Rencontres du Cygne avec les adhérents,
le 2 juin 2017, dans les salons de l’Hôtel Bedford

 

Une merveilleuse soirée avec Nadine Denize, notre grande mezzo, dont une bonne partie de la carrière s’est déroulée à l’étranger – on sait qu’une des spécialités françaises, c’est d’ignorer le talent de ses ressortissant(e)s…

Annie Benoit présente notre invitée, puis Nadine Denize évoque quelques chapitres de sa vie. Enfin, c’est un échange animé avec la salle, qui bruisse de questions ! Mais, malgré tous nos efforts, nous n’arriverons pas à lui faire proférer quelques petites méchancetés sur ses collègues : la chipie qui se prend pour une diva, le chef caractériel… Nadine Denize est trop gentille !

Elle est entrée au Conservatoire de Paris dans la classe de Camille Maurane, puis a étudié avec Germaine Lubin. Celle-ci l’envoie auditionner à Bayreuth, où Wolfgang Wagner lui conseille de revenir dans 10 ans… En fait, Nadine Denize ne chantera jamais à Bayreuth. Pour chanter à Bayreuth, il faut être libre pendant trois mois, à peu près depuis le mois de mai, et son agent n’a jamais fait en sorte qu’elle soit suffisamment disponible…

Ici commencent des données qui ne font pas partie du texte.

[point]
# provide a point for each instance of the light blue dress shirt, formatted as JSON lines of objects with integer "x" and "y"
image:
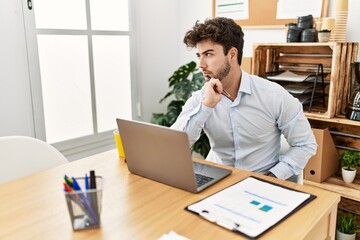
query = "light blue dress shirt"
{"x": 246, "y": 133}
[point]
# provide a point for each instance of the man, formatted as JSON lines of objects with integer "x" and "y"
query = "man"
{"x": 242, "y": 115}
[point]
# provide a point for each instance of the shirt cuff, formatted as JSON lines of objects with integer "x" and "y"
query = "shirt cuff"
{"x": 281, "y": 171}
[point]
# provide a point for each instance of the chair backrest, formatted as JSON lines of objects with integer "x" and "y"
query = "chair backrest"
{"x": 21, "y": 156}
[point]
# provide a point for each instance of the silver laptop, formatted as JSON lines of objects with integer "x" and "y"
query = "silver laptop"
{"x": 163, "y": 154}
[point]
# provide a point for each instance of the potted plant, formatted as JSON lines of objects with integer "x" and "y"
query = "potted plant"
{"x": 324, "y": 35}
{"x": 349, "y": 161}
{"x": 183, "y": 82}
{"x": 346, "y": 226}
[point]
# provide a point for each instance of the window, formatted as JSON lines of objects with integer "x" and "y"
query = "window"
{"x": 84, "y": 61}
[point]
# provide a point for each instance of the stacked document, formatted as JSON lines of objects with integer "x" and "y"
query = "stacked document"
{"x": 251, "y": 206}
{"x": 290, "y": 77}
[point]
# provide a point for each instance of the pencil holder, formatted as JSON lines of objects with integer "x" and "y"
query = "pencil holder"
{"x": 85, "y": 205}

Son premier Ring est à Genève, avec Hans Sotin ; sa chance, et sa première Kundry – elle n’a que trente ans -, elle la doit à Rolf Liebermann : Nadine Denize chantait une fille-fleur sous la direction de Horst Stein, tout en travaillant le rôle de Kundry. Un soir où la titulaire du rôle, Régine Crespin, est souf­frante, elle la remplace, et Liebermann la redeman­dera l’année suivante, où elle sera, cette fois, la titu­laire du rôle, face à John Vickers.

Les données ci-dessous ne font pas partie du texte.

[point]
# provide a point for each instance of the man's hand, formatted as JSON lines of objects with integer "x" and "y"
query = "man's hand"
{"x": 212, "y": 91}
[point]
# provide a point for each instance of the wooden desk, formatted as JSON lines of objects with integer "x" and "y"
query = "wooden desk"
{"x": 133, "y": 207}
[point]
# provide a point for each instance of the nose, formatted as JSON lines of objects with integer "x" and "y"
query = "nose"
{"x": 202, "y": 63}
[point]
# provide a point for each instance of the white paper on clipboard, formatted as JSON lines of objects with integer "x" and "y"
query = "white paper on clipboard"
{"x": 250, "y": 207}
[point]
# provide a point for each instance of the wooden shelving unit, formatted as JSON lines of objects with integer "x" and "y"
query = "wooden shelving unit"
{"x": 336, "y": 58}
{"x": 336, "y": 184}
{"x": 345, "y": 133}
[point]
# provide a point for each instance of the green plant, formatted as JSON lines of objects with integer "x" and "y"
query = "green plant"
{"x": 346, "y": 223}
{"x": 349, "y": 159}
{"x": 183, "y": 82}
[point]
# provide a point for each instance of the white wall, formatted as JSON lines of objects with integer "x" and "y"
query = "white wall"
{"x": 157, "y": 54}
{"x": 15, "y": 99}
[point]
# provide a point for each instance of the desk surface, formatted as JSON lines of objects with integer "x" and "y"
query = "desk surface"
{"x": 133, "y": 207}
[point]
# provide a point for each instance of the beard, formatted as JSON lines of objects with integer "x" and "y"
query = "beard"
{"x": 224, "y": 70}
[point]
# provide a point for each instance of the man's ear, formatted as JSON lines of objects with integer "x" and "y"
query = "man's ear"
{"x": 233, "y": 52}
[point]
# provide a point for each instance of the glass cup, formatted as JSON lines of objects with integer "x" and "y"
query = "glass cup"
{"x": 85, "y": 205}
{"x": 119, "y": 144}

Le verre de l’amitié avec Nadine Denize

Kundry est, avec Eboli, le rôle qu’elle a le plus chanté. Mais elle a interprété aussi Marguerite, Cassandre dans les Troyens (les rôles de ses débuts), Venus, Brangäne, Ortrud, Clytemnestre dans Elektra, La femme sans ombre, Santuzza dans Cavaleria Rusticana… et bien d’autres rôles ! Le plus difficile – un travail long et ingrat – c’est d’apprendre les langues étrangères, le hongrois pour Le Château de Barbe-Bleue, ou le terrible tchèque pour les Janáček : Katja Kabanova, Jenůfa…

Parmi les chefs d’or­ches­tre qui l’ont marquée, il y a Georges Prêtre (pour Werther et Les Troyens), une personnalité rayon­nante, mais très exigeante, et aussi Karajan, qui était, dit-elle, et Clym le confirme, un homme charmant. Nadine Denize a aussi beau­coup travaillé avec Michel Plasson, ce grand défenseur de la musique française.

À quoi attribue-t-elle son exceptionnelle carrière ? À sa fidélité à Wagner… et au fait qu’il y a trente ou quarante ans, les chanteurs n’étaient pas piégés dans un système marketing où il est à peu près impossible de refuser un rôle sans risquer de se faire placardiser, même si on sait qu’on va se faire du mal…

La soirée se termine par un cocktail, aussi sympathique que délicieux.